0

Referencing:

I am attempting to decode git objects:

import zlib
import os

...
# current directory is .git/objects
    for current, subs, files in os.walk('.'):
        for filename in files:
            # in format ##/#{38}
            
            path = os.path.join(current, filename)[2:]

            # 'info/' and 'pack/' exist
            # don't worry about packed files

            with open(path, 'r') as file:
                
                # returns bytes object
                # assuming UTF-8 encoding (default) vs. legacy
                # https://git-scm.com/docs/git-commit#_discussion
                # .decode() also defaults to utf-8
                
                print(zlib.decompress(file.read()).decode())

however, this runs into a UnicodeDecodeError and the correct method looks something like:

with open(path, 'rb') as file:
  data = zlib.decompress(file.read())
  header, content = data.split(b'\0', 1)

which then reads it as binary data. In another related post, a commenter mentioned that rb does not decode at all, which seems inaccurate, as the binary string presented is human-readable, and I would like clarification on this as the documentation is fairly sparse.

I have found that strings read with rb must be referenced by a prefixed b to be binary strings. My question is: why does decoding it not work if git by default (and in this repository) uses UTF-8? How does it decode and present the binary string as human-readable format (i.e, b'This is a string' if it is unable to decode it?

user18348324
  • 244
  • 10
  • If the file has human-readable parts, then of course the string will have human-readable parts. You are not reading git source files. You are reading gzip archives. They most definitely are binary. If you open a file with `'r'`, it gets decoded through UTF-8 and becomes Python Unicode strings. If you open a file with `'rb'`, it is not decoded. A 4,000-byte file will become a 4,000-byte string. – Tim Roberts Mar 05 '23 at 06:01
  • These aren't "binary strings" or "binary data". We open the file in "binary mode", as opposed to "text mode", which was inherited from Windows. A file opened in "binary mode" produces "byte strings" that are not Unicode-encoded. They are raw; any byte sequence is possible. With a "text file", some byte sequences are not allowed, because they can't be converted to Unicode. – Tim Roberts Mar 05 '23 at 06:05
  • So how is it that after decompressing the gzip archive, the resulting representation can be partially presented as human-readable via binary string format? What decoding method does it use for that? In addition, if the uncompressed file was originally encoded in `UTF-8`, as I've been led to believe, why does `'r'` not work? – user18348324 Mar 05 '23 at 06:24
  • Do a hex dump of the file, see if that makes it more clear. The file YOU are opening is a gzip archive. NOTHING you read from that is human-readable. You are passing that file to the `zlib` decompressor. That library returns byte strings to you, because the contents COULD be other binary files, but if the contents are text, you can decode them to Unicode strings. – Tim Roberts Mar 05 '23 at 07:37
  • What is the relation to git and zlib in the tags? Please extract a [mcve], which will also tell you whether these are actuall relevant or just worth of a side-note. In any case, there is extensive documentation for `open()` (maybe even too much?) what part is unclear? You could also read the source code or study the history of commits. – Ulrich Eckhardt Mar 05 '23 at 08:22

2 Answers2

0

In the example I looked at the "content" contained data that could not be decoded as UTF-8.

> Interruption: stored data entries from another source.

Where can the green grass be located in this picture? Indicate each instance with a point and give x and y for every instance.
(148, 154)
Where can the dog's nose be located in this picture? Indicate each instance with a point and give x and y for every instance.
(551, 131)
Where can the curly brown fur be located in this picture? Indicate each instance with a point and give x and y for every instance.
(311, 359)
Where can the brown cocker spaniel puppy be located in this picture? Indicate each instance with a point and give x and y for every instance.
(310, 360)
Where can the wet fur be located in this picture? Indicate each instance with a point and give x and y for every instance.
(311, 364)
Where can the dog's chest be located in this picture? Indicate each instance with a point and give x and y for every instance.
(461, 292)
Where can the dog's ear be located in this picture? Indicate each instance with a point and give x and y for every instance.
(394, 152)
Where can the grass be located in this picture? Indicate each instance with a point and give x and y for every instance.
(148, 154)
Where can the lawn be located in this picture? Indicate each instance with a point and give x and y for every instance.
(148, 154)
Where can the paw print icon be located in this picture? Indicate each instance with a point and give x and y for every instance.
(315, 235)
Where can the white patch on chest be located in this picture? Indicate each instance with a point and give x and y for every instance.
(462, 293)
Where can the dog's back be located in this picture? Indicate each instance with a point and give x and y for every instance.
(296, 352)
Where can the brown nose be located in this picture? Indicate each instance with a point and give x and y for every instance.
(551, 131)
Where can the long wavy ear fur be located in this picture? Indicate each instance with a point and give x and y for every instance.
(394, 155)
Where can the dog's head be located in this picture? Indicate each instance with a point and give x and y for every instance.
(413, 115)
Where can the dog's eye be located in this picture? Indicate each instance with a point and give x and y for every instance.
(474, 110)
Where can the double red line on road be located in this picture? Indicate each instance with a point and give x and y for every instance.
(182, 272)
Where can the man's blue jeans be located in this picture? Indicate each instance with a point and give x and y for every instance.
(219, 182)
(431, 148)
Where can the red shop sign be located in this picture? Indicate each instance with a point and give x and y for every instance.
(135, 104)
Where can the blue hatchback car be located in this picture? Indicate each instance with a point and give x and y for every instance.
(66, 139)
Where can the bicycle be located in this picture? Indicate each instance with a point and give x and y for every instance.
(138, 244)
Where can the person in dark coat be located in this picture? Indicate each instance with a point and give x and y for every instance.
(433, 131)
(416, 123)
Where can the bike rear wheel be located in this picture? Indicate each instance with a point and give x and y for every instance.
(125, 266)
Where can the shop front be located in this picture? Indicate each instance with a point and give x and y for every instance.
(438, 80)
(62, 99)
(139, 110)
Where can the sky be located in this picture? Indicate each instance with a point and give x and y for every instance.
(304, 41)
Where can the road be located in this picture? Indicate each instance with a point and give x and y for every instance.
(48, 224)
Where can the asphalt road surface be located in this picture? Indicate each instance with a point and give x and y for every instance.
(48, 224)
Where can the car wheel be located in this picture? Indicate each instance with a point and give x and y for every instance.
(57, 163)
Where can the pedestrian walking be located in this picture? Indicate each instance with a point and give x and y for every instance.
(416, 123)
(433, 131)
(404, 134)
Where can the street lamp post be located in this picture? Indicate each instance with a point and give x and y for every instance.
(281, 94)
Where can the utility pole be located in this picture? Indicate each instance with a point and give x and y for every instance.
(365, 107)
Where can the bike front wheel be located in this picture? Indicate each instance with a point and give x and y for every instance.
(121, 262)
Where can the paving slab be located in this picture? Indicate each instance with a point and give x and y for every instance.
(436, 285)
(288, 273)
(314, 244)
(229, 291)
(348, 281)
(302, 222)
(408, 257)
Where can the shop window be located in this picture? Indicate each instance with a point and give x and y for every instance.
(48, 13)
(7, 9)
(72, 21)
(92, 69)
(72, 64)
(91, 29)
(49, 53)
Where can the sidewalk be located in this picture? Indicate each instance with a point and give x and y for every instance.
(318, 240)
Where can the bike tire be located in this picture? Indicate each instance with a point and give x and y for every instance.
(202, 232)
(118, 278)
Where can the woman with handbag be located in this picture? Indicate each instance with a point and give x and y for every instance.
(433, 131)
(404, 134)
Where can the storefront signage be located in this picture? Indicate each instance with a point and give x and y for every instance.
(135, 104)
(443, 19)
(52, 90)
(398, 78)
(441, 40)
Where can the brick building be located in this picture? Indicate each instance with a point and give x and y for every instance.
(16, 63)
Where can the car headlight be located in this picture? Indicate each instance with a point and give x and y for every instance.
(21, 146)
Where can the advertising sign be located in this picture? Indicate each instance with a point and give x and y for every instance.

Here is the test code I used:

from pathlib import Path
import zlib

git_file = Path.home().joinpath(
    "bluez", ".git", "objects", "c9",
    "4fdc6335829ab797dd06a6f0ac3fd123dd55a8")

data = zlib.decompress(git_file.read_bytes())
print(f"Raw {data}")
print(f"Raw as hex: {data.hex(' ')}")
# Decode on all data gives
# UnicodeDecodeError: 'utf-8' codec can't decode byte 0xa7 in position 27: invalid start byte
# data.decode()
header, content = data.split(b'\0', 1)
print(f"Header: {header} or as UTF8: {header.decode('UTF8')}")
print(f"Content decode replace errors:\n {content.decode('UTF8', errors='replace')}")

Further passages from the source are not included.